Миссис Бауманн: Такое впечатление, что он описывает христианских сайентологов.

Др. Юнг: Это описание подходит как христианских сайентологам, так и всем прочим, потому что оно рисует коллективного человека как он есть. В конце главы он говорит:

«И вот они смотрят на меня и смеются, и, смеясь, они еще ненавидят меня. Лед в смехе их». 
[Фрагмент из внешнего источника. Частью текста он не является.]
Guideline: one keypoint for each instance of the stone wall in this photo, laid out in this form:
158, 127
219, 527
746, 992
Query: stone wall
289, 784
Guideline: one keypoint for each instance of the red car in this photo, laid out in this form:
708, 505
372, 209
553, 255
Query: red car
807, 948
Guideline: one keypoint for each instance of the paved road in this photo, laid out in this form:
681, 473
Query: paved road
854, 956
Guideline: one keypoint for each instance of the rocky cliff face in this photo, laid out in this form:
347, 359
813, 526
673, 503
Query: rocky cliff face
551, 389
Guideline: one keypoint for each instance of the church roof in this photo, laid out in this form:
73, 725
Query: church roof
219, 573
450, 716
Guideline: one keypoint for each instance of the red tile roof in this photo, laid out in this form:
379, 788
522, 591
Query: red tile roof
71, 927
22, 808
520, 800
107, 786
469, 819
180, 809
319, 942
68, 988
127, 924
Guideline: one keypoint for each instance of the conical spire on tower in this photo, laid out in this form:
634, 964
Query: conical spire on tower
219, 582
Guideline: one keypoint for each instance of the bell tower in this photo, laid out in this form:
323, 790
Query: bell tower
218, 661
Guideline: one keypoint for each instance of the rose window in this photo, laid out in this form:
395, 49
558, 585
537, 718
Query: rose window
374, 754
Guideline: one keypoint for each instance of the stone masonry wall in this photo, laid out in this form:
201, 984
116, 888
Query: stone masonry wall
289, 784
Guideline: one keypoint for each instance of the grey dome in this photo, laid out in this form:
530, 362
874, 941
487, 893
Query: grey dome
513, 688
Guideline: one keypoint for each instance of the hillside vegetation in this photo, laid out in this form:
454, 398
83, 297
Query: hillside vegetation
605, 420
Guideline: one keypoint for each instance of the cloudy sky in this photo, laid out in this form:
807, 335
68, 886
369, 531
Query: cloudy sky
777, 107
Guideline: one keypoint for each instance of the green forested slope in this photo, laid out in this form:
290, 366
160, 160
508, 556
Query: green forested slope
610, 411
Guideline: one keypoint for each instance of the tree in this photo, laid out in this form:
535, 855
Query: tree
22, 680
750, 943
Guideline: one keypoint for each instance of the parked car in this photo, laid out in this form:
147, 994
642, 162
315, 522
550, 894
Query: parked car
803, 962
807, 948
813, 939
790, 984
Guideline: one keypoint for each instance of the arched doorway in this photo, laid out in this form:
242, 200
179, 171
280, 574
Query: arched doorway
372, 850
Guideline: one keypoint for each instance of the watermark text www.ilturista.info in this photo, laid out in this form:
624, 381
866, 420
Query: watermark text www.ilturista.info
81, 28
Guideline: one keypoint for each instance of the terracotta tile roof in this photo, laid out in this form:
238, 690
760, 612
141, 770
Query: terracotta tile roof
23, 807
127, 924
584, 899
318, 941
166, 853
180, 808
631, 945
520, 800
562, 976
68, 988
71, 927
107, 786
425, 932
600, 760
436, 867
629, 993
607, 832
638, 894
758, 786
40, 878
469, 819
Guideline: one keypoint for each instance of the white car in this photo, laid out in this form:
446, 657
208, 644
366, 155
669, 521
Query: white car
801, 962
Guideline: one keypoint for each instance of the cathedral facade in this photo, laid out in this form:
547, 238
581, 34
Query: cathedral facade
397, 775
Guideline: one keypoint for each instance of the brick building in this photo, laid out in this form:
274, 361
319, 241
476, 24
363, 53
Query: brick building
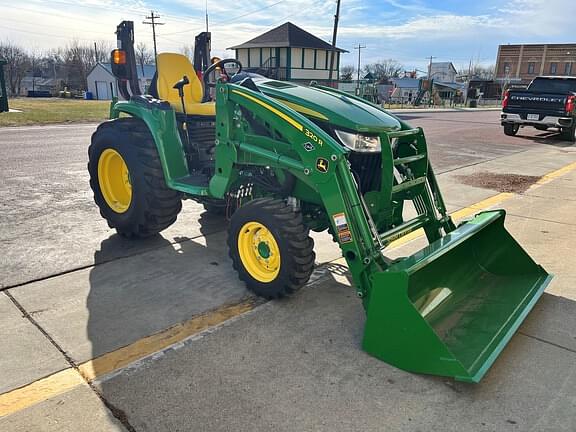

В этом выражено его отношение. Он ощущает огромный разрыв между собой и коллективным человеком. Заметьте, он больше не говорит про молнию. Он осознал этот разрыв и то что он выглядит в их глазах, как «насмешник, отпускающий ужасные шутки». Ведь они воспринимают т, что он говорит как нечто комичное, как жестокую насмешку. Глава заканчивается признанием почти непреодолимой пропасти между ним и коллективным человеком его времени. Это ключевой момент. Здесь он по сути отказывается достучаться до них при помощи молнии, так как молния могла бы зажечь в них пожар. Он говорит, что ему кажется – они холодны, как лед. Никакого тепла, никакой связи, ничего, что помогло бы преодолеть пропасть. И вот это и есть ключевое слово для всей ситуации, именно в этот момент вступает канатный плясун, пытающийся преодолеть пропасть, идя по тонкому и опасному канату. Речь прерывается и начинается символическое действие. И действие покажет, что означает для Ницше установить связь между Сверхчеловеком и коллективным человеком, иными словами, что означает индивидуация.